Sentencing Reform in Overcrowded Times, edited by Michael Tonry, offers a wealth of information on various countries and their sentencing laws. The international comparison shows the trend we already know well: the US has the largest number of prisoners per capita (see the numbers in the World Prison Population List, compiled by Ron Walmsley from King’s College London), and has not emphasized, as other countries have, proportionality in sentencing and seeking non-custodial alternatives. The book has short chapters on every country, summarizing its sentencing rules, and pays particular attention to strategies for battling rising imprisonment rates. A non-obvious example is South Africa, who started worrying about overcrowding back in 1976, and made some subtle changes to its sentencing structure, leading to a decrease in overcrowding in general, and to the overrepresentation of Africans in particular (the book estimates that the abolition of Apartheid crimes was only partly responsible for this change).
The U.S. chapters of the book do not include California, which does not have, as we know, sentencing guidelines and commissions. They also tell us something else that we already know – invariably, the introduction of determinate sentencing led to an increase in prison population across the board, particularly when accompanied by Three Strikes laws. But they also tell us that in Minnesota, Oregon, Pennsylvania, and various other states, prison capacity is factored into the sentencing guidelines as a criterion to be weighed in by the judges. There are various forms in which prison capacity is taken into account: several sentencing reforms, taking place in the mid-1990s, added some non-custodial sentences, and in some cases curtailed prisoners of the non-violent kind when scarce prison room was needed to house violent offenders.

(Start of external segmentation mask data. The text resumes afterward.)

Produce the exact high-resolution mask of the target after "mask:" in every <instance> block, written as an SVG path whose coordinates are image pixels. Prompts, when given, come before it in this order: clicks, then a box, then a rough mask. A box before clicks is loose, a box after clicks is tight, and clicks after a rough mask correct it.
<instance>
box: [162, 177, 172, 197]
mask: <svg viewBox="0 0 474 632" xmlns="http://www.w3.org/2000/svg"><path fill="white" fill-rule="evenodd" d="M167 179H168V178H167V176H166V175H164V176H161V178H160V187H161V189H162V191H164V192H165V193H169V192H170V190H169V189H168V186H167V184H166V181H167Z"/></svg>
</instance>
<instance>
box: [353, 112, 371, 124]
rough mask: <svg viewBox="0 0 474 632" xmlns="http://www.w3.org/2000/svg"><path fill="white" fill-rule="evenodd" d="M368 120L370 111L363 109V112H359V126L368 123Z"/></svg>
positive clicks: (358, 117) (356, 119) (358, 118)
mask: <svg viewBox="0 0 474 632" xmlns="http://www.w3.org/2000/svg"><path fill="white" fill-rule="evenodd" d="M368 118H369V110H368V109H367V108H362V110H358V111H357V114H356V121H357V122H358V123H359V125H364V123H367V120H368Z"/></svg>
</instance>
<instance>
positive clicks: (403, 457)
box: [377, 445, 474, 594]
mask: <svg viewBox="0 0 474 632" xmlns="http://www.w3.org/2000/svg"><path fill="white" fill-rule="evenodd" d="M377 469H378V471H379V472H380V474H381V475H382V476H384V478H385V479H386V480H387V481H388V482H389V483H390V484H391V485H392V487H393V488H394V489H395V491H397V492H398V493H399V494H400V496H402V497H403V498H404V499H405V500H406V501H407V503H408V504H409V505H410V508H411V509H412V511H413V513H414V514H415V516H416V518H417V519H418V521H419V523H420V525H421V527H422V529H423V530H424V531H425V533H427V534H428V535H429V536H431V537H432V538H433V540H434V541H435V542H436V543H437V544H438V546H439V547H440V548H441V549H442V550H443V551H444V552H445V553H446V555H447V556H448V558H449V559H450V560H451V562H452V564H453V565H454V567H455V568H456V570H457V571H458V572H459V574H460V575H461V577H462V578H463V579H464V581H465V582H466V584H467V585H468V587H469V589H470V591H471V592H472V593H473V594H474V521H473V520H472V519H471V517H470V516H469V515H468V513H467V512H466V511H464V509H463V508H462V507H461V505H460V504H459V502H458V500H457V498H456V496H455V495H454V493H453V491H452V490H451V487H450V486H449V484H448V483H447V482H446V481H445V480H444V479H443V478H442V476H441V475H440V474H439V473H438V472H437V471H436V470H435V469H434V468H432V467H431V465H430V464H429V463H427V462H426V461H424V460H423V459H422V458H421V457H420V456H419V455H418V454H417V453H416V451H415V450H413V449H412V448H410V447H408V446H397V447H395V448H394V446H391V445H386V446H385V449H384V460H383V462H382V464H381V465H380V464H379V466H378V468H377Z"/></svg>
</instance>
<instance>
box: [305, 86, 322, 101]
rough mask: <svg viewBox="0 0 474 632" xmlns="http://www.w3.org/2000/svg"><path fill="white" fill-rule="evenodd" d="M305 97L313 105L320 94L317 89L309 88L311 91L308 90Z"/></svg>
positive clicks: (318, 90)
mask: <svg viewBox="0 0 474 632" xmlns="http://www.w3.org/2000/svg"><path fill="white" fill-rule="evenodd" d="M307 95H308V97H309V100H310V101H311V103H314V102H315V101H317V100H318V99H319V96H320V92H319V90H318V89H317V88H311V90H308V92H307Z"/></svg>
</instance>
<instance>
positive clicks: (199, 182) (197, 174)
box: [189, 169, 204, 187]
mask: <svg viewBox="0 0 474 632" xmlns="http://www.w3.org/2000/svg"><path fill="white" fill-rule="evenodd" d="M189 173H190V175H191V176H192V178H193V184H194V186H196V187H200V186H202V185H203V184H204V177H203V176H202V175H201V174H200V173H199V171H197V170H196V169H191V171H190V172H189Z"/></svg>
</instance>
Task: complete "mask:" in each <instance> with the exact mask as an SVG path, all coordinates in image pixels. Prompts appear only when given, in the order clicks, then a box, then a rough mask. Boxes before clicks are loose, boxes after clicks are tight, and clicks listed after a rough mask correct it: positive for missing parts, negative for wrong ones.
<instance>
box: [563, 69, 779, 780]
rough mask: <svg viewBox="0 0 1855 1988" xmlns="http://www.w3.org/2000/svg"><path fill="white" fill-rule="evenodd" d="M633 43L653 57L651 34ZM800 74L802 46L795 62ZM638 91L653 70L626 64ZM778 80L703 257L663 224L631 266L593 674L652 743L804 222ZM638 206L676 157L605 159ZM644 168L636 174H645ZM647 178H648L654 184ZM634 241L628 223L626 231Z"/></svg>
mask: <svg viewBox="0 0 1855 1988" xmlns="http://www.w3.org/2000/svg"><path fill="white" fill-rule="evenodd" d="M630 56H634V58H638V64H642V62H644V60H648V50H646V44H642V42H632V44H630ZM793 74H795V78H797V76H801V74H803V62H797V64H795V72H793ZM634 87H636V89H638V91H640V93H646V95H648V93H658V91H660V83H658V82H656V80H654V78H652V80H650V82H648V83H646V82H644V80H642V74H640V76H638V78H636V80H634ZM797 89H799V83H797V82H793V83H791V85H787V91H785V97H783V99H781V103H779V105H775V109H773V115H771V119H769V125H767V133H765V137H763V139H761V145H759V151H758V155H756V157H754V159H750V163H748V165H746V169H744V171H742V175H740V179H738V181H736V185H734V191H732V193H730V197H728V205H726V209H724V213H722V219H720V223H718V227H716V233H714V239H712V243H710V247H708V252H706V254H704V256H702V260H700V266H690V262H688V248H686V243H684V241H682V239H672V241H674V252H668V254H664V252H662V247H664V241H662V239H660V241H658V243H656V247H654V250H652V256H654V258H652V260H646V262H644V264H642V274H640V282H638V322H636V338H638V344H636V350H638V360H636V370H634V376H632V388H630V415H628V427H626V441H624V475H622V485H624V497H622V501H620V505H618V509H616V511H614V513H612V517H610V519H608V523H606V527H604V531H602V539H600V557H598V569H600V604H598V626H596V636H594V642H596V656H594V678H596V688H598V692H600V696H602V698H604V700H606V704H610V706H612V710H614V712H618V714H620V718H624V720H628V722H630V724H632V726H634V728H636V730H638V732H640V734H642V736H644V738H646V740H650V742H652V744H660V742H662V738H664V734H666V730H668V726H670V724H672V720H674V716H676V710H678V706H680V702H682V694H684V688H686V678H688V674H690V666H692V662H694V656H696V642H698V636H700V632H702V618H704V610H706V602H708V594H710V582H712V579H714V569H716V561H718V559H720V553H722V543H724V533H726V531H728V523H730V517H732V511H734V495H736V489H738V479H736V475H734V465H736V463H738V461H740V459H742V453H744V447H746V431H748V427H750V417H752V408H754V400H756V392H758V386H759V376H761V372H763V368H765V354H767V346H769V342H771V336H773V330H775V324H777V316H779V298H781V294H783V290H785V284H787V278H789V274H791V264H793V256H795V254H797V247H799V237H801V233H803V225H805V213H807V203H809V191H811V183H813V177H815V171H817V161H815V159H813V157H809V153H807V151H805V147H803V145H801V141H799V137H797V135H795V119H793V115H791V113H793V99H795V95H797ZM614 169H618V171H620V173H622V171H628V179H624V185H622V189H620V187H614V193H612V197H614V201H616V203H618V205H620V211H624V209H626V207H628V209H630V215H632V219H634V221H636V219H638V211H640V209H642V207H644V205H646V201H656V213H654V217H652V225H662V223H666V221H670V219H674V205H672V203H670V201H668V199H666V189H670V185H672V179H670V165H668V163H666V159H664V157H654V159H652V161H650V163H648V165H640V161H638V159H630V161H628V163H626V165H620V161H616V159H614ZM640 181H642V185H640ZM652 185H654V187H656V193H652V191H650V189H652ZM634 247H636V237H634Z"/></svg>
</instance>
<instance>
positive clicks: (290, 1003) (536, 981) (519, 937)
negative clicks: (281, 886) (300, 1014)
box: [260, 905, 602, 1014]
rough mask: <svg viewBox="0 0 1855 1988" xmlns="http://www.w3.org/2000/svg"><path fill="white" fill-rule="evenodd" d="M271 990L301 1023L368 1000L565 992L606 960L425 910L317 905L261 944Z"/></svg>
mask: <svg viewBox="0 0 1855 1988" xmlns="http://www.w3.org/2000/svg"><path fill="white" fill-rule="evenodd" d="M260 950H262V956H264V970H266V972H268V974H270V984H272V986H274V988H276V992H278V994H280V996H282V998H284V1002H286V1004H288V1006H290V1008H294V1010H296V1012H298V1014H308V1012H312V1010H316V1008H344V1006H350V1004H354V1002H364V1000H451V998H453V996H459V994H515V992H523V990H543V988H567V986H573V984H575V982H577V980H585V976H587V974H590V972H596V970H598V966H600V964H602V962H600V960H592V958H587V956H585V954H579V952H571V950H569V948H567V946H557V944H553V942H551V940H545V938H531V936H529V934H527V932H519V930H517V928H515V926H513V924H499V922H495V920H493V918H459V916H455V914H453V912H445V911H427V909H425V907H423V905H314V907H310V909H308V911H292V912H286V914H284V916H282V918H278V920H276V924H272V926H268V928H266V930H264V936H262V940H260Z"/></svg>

These strategies are not consensual; as Jeffrey Ulmer shows in his book Social Worlds of Sentencing, DA’s officers are usually opposed to taking jail capacity into account, while judges embrace this consideration as a practical one.
Inversely, it is interesting to find out that changes in the opposite direction are also true; that is, enhancing prison capacity leads to an increase in imprisonment rates, as Stewart D’Alessio and Lisa Stolzenberg show in a paper published in Journal of Criminal Justice.
It is interesting to think whether the number of people sentenced to death in CA will increase with the construction of the New Death Row, and with the possible introduction of double-celling; also, when we consider alleviating overcrowding with new prison construction, we should take into account the increase in people sentenced to prison that, according to D’Alessio and Stolzenberg’s findings, may follow such a move. It is also worth thinking of the sentencing commission bill, which we haven’t heard about in quite a while, and on how a sentencing commission in CA might take prison capacity into account when fixing our broken sentencing policies.